Clonmacnoise

Seeing cattle grazing among the tumbled walls and birds nesting in the silent bell towers, it is hard to believe that this was once one of Europe's great universities. But Ireland's Clonmacnoise, quiet now to all but the rustling of the nearby River Shannon, was once the home of some 3,000 scholars, at a time when Ireland stood as the beacon of learning during Europe's Dark Ages. And while a trip to Ireland offers much in the way of fun, with singing, dancing, shopping and lively pubs, a visit to Clonmacnoise in County Offaly is a sobering journey into a history that is at once glorious and tragic.

Founded by St. Ciaran in 547, about two centuries after the conversion of Ireland to Christianity by St. Patrick, Clonmacnoise served as a monastery and center of learning for more than a thousand years, until its suppression by the English King Henry VIII in 1552. But its proudest period was from the 6th to the 9th Centuries, during the time of European anarchy following the fall of the Roman Empire, when Ireland's scholars kept learning alive and Irish monks founded monasteries all over the Continent. Clonmacnoise became one of Ireland's most important cities, renowned not only for its scholarship but as a center for artisans, producing such masterpieces as the Cross of Cong, a bejeweled processional cross now in Dublin's National Museum, and the illuminated Manuscript The Book of the Dun Cow now in Oxford University Library.

Two high Celtic crosses demonstrate the sophisticated calibre of stone sculpture in medieval Ireland, and the remains of such buildings as the Nuns' Church and the Cathedral, dating from the 10th Century, are fine examples of early Hiberno-Romanesque architecture. The 67-foot high O'Rourke's Tower, built in 964 by Fergal O'Rourke, is remarkably intact, given the fact that Clonmacnoise suffered some eight raids by Vikings, a dozen more by warring Irish clans in the 10th and 11th Centuries, and subsequent destruction by English troops from the 12th Century through the Cromwellian wars of the 1640's. Also surprisingly preserved is a grouping of 200 carved grave slabs, lovingly restored and set along a wall near the tower like a gallery.

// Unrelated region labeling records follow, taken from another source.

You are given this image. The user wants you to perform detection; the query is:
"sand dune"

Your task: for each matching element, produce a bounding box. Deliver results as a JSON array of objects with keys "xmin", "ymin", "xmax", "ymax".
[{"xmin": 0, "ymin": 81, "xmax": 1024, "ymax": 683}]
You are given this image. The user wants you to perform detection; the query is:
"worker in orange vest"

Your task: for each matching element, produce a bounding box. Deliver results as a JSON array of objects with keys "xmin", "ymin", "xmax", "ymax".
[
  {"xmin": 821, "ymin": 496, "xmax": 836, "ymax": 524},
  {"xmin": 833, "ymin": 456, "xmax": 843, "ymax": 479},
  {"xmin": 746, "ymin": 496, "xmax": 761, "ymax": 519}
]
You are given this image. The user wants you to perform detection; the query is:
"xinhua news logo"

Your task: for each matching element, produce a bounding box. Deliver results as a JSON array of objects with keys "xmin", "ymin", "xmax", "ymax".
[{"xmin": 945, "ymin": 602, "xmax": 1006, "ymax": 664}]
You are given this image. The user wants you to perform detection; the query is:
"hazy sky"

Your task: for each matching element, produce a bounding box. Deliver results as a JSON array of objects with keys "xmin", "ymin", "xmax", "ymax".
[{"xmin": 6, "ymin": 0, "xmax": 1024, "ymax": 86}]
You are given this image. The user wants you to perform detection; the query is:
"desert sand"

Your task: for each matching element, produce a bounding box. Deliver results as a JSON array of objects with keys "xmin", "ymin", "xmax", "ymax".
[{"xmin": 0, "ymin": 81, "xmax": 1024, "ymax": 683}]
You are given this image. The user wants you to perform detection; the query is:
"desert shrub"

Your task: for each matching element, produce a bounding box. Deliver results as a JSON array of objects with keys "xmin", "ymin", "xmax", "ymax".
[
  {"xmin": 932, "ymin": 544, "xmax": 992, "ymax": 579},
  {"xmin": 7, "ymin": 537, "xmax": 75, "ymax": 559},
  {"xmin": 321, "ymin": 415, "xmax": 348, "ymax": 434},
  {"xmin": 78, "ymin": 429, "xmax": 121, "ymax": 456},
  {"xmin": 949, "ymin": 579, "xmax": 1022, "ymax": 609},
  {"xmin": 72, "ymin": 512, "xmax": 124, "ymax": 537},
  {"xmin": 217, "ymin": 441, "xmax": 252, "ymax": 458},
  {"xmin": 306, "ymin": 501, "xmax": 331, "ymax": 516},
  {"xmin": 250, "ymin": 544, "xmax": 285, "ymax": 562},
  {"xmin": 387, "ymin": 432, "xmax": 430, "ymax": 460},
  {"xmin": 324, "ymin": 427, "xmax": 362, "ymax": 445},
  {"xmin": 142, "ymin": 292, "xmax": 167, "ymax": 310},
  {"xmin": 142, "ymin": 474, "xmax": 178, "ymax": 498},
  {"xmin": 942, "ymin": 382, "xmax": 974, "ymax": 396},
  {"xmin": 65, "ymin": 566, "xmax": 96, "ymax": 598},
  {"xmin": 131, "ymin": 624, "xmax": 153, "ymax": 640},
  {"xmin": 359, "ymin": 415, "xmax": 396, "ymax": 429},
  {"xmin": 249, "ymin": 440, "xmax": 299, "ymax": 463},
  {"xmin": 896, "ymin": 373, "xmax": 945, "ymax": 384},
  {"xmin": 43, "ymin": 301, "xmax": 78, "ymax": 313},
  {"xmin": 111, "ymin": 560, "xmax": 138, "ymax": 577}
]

The historical significance of Clonmacnoise is apparent from the fact that it was chosen as a final resting place by such luminaries as King Turlogh O'Connor and his son Rory O'Connor, the last high king of Ireland, who was buried there in 1198. Another indication of the importance of the site is the fact that the Nuns' Church was ordered built by Derbhorgaill, Queen of Breffni, whose abduction led to the invasion of Anglo-Norman mercenaries that resulted in the first English colonization of Ireland.

Called "greater than kingdoms in its digniry," Clonmacnoise was the most important monastic site of Ireland’s golden age of Christian learning. It is still a place of pilgrimage, with large crowds of the devout traveling to the site in September each year, despite its limited accessibility.